Gandhiji’s Philosophy of Life

Gandhiji’s Philosophy of Life:

Gandhiji was a great leader, a practical philosopher, a seeker after truth, and a socio-political reformer of modern India. The Father of Nation, as he is called, was the apostle of peace and non-violence. He was the champion of the freedom movement in India. He believed in the absolute oneness of God and therefore of humanity. God is the ultimate reality, the ‘living law’ in obedience to which the whole universe moves.

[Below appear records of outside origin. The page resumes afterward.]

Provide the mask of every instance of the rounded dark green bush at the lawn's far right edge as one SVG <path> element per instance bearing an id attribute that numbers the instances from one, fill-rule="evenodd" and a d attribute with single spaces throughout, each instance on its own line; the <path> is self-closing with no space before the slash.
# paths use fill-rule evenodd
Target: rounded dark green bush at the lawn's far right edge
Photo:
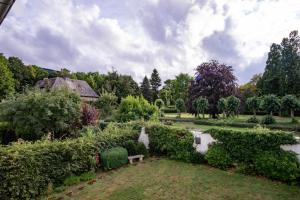
<path id="1" fill-rule="evenodd" d="M 268 178 L 292 182 L 300 177 L 300 163 L 292 152 L 265 151 L 255 159 L 256 171 Z"/>

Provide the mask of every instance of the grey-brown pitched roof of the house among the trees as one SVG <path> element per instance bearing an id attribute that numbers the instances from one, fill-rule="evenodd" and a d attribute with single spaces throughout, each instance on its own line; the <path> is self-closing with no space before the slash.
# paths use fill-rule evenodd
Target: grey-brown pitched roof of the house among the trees
<path id="1" fill-rule="evenodd" d="M 82 80 L 62 77 L 44 78 L 37 82 L 37 87 L 48 90 L 67 88 L 79 93 L 83 101 L 97 101 L 99 98 L 97 93 L 89 86 L 89 84 Z"/>

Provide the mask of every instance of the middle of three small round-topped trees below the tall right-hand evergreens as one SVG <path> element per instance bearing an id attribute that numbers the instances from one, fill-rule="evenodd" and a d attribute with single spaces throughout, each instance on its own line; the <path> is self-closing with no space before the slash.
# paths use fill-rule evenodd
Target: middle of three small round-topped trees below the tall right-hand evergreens
<path id="1" fill-rule="evenodd" d="M 279 111 L 280 100 L 273 94 L 265 95 L 261 102 L 261 108 L 272 116 L 274 112 Z"/>

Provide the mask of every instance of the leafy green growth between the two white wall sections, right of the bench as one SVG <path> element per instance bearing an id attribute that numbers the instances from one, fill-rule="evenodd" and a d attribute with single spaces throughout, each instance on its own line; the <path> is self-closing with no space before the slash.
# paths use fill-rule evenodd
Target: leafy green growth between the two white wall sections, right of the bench
<path id="1" fill-rule="evenodd" d="M 191 162 L 194 137 L 188 130 L 153 124 L 146 126 L 146 133 L 151 141 L 150 153 Z"/>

Gandhiji had firm faith in God. He held the opinion that God pervades everything. He is supreme. God is truth because truth cannot be destroyed. The ultimate aim of one’s life, therefore, should be the realization of Truth or God, and all that man does should be guided by this truth. Truth can be realized by living the life of Ahimsa. Truth and Ahimsa are so intertwined that it is practically impossible to disentangle and separate them. They are like the two dies of the same coin……….Nevertheless, Ahimsa is the means; Truth is the end. Ahimsa means “Love” or “Non-Violence”. It needs purity of heart. It connotes freedom from fear and vanity-fear of disease, injury, death, or dispossession. Some people think that Ahimsa is a negative attitude. Actually, it is a positive and dynamic virtue. It means resistance to evil through love.

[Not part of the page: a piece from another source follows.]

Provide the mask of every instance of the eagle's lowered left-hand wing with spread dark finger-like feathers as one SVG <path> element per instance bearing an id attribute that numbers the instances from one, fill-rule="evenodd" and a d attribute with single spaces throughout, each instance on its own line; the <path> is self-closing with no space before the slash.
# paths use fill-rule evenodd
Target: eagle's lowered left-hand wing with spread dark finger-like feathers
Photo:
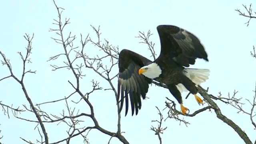
<path id="1" fill-rule="evenodd" d="M 120 94 L 120 112 L 124 106 L 125 101 L 125 116 L 128 113 L 129 99 L 132 109 L 132 116 L 134 111 L 136 115 L 138 110 L 141 108 L 141 98 L 146 98 L 149 84 L 152 82 L 151 79 L 146 78 L 144 75 L 139 75 L 138 70 L 145 66 L 145 64 L 151 63 L 152 61 L 147 58 L 132 52 L 130 50 L 122 50 L 119 54 L 119 75 L 118 75 L 118 96 L 119 101 Z M 124 100 L 125 99 L 125 100 Z"/>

Gandhiji searched for truth but not as an egoist or for himself alone. He wanted others to participate in this search and thus establish a universal community of free persons without the distinction of caste, color, creed, wealth, and power. Society will move toward human brotherhood and then to the realization of the Absolute. In such a society, there will be no conflict between individuals or between the individuals on the one side and the society on the other. Service unto man is service unto God and hence, a means of realizing Truth or God.

Gandhiji believed that a certain amount of material goods is necessary for living a refined, civilized, and moral life. He believed that there was an intimate connection between matter and spirit. But he advised that material possessions should be regarded only as a means, never an end in themselves. They are necessary for the advancement of the individual up to a certain point. To hanker after them would hinder rather than help growth.

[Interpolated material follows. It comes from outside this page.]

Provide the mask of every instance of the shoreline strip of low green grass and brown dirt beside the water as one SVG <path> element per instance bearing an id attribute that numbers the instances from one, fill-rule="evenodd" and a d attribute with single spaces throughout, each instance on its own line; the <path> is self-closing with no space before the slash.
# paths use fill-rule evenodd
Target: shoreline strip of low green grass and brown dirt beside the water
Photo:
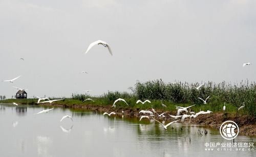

It is this philosophy of life that Gandhiji propounded and practiced. He believed that the mind of the modern man who has inherited a vast accumulation of cultural and cognate achievements would be far superior to the mind of one who lived in prehistoric times. Therefore, progress is the result of education, rather than of heredity. He had an ardent desire that India should establish a socialist society, where the peasant and the worker will be provided with the means for full development and freedom of expression. He introduced religious principles into politics and set about the task of spiritualizing politics with some success.

The service of humanity is the core of his philosophy. Gandhiji was a deeply religious man. But his religion was not based on dogmas and rituals. He emphasized the moral basis of religion. He wanted people to have an attitude of respect and reverence toward all religions. He was a practical, socially determined idealist and his greatest ideal was Truth, which is God, has to be sought, and has to be worked for in our daily life within a certain social order. It was these beliefs which inspired his philosophy of education in the shape of the basic scheme of education.